Carte interactive et sources open data
Pour l’analyse, les auteurs s’appuient sur des données publiques et ouvertes. Les bases issues de data.gouv.fr — l’Annuaire de l’administration – Base de données locales et Public.gouv.fr / DILA — listent les mairies et leurs coordonnées et, selon les fiches, l’email de contact. La population des villes provient de l’Insee (2021).
Le travail a aussi utilisé des outils tels que le MX Check de Jurgen Gaeremyn et des tracés GeoJSON de Grégoire David pour positionner les communes. Une carte interactive permet de visualiser, ville par ville, le fournisseur d’emails et le nombre d’habitants, avec des modes de vue par ville, département, région et par population.
Ce que cela implique pour les mairies et les citoyens
Plusieurs enseignements se dégagent :
- Exposition des données : les résultats montrent une forte dépendance vis-à-vis des acteurs américains dans le domaine des emails publics, avec des implications possibles sur la souveraineté et la sécurité.
- Répartition géographique : les zones rurales privilégient Orange, les grandes villes Microsoft, ce qui peut influencer les coûts, la sécurité et la pérennité des services.
- Limites des données : certaines communes manquent d’email de contact référencé et des adresses peuvent être mal localisées dans les données publiques, ce qui nécessite une vérification continue.

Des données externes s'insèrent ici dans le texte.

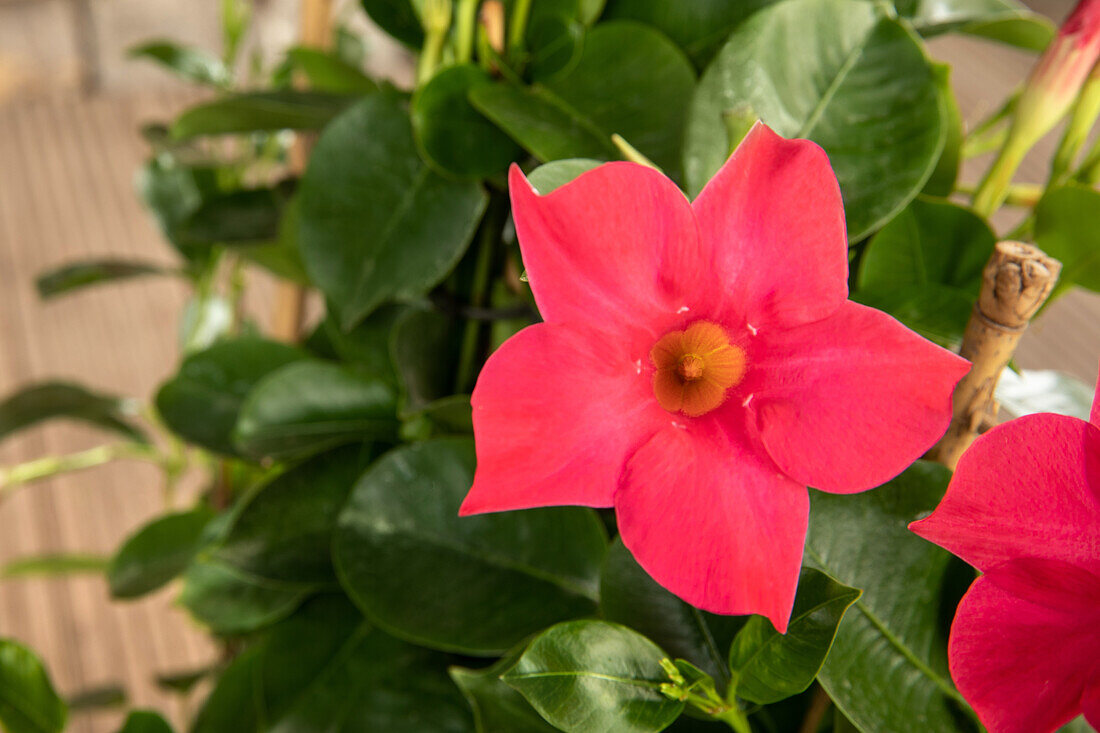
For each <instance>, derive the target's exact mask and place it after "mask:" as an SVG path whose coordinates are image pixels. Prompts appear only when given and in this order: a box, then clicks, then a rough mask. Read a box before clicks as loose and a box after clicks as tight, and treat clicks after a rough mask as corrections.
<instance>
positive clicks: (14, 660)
mask: <svg viewBox="0 0 1100 733" xmlns="http://www.w3.org/2000/svg"><path fill="white" fill-rule="evenodd" d="M67 714H68V713H67V710H66V708H65V703H64V702H63V701H62V699H61V698H59V697H57V692H55V691H54V686H53V683H52V682H51V681H50V675H47V674H46V669H45V667H43V666H42V660H40V659H38V657H37V655H35V654H34V653H33V652H31V650H30V649H27V648H26V647H25V646H23V645H22V644H20V643H19V642H15V641H12V639H9V638H0V727H2V729H4V730H5V731H7V732H8V733H59V731H61V730H62V729H64V727H65V719H66V718H67Z"/></svg>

Limites et ce qu’on ne sait pas encore
Le cœur de l’analyse repose sur des jeux de données publics qui ne décrivent pas les contrats réels ni les garanties de sécurité associées. Les erreurs géographiques et l’absence systématique d’un email de contact pour toutes les mairies montrent qu’il faut continuer à mettre à jour les bases et à clarifier les choix de souveraineté des données.
Pour terminer
En définitive, la question va au-delà de la technique: elle porte sur la capacité des mairies à assurer des communications publiques fiables tout en maîtrisant l’endroit où les données résident et qui y accède. Il faudra suivre l’évolution des offres publiques et les initiatives locales visant à privilégier des solutions plus souveraines. Personnellement, je pense que la transparence et la robustesse des garanties restent les meilleurs indicateurs de progression.